3. The method of claim 1, wherein the step 4 of performing data analysis on each piece of scattered data to obtain data characteristics of all pieces of scattered data comprises: normalizing and averaging the scattered data to generate first characteristic scattered data, wherein n groups of normalization layers are used for normalization, and n-1 layers are used for averaging; performing a first group of expansion normalization processing on the first feature dispersion data to generate second feature dispersion data, and performing averaging processing on the first feature dispersion data to generate third feature dispersion data; splicing the third characteristic dispersion data and the second characteristic dispersion data to generate fourth characteristic dispersion data; the fourth feature distribution data is used as the data feature of the distribution data.

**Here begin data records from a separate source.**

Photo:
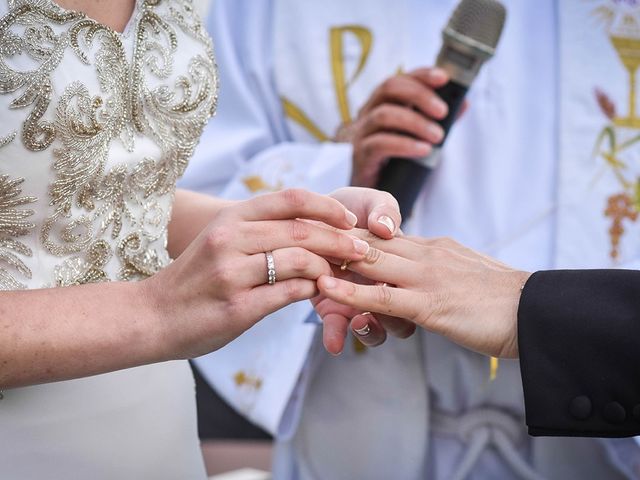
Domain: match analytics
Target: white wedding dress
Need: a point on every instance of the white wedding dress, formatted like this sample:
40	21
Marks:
96	127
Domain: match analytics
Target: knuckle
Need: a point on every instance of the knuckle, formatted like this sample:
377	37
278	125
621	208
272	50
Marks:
294	289
381	116
383	295
224	277
406	331
295	197
374	256
300	261
218	237
236	307
299	231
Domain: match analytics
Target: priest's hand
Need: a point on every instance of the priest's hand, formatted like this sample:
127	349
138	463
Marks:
398	120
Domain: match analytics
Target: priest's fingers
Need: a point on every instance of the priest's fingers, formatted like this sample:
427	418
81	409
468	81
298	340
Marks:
397	118
407	90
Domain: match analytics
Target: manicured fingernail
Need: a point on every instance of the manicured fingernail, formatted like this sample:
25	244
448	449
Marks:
329	282
388	223
435	132
351	218
361	246
422	148
437	73
364	331
438	106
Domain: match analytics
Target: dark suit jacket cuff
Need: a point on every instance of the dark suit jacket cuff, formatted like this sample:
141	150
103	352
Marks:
579	343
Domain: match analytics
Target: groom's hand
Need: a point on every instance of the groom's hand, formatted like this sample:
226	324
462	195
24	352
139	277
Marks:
378	212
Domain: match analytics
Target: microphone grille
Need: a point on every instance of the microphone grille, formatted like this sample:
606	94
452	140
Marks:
480	20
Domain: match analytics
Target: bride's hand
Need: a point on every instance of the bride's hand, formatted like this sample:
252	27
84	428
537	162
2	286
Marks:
440	286
217	288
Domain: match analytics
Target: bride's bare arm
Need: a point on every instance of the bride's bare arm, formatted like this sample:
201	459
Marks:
208	296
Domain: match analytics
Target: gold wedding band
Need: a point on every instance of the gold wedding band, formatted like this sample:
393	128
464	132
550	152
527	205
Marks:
271	268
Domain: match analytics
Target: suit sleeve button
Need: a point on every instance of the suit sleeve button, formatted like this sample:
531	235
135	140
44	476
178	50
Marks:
614	413
580	407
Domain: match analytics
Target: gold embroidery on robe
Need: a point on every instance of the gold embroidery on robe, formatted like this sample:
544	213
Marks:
619	139
340	80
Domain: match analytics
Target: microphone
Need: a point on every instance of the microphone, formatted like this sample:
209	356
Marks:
469	39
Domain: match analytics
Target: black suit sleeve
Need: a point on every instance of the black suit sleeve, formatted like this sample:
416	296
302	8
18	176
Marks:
579	342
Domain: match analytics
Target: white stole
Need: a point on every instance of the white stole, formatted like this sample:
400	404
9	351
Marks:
596	180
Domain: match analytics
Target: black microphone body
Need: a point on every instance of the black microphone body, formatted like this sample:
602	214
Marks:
403	177
470	39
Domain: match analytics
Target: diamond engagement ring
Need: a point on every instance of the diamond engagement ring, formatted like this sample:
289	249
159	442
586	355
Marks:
271	268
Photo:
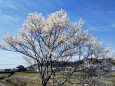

4. The method of claim 3, wherein the third feature dispersion data is the same length as the second feature dispersion data.

5. The method of claim 4 wherein in the step of performing a first set of dilation normalization processes on the first feature dispersion data to generate second feature dispersion data, the number of dilation normalization processes of the first set of dilation normalization processes is three.

6. The method of claim 5, wherein the step 6 of correcting the combined dispersion data using a predetermined correction model to obtain the final cleaned soil data comprises: based on the obtained ambient temperature, ambient humidity and ambient illumination intensity, a preset correction value model is used for calculating to obtain a correction value, and the correction value is multiplied by each piece of data in the combined scattered data to obtain final cleaned soil data.

7. The method of claim 6, wherein the correction value model is expressed using the following formula:the method comprises the steps of carrying out a first treatment on the surface of the Wherein (1)>For ambient temperature->Is ambient humidity>Is the ambient light intensity.

8. Data cleaning apparatus for use in soil big data analysis for performing the method of any one of claims 1 to 7.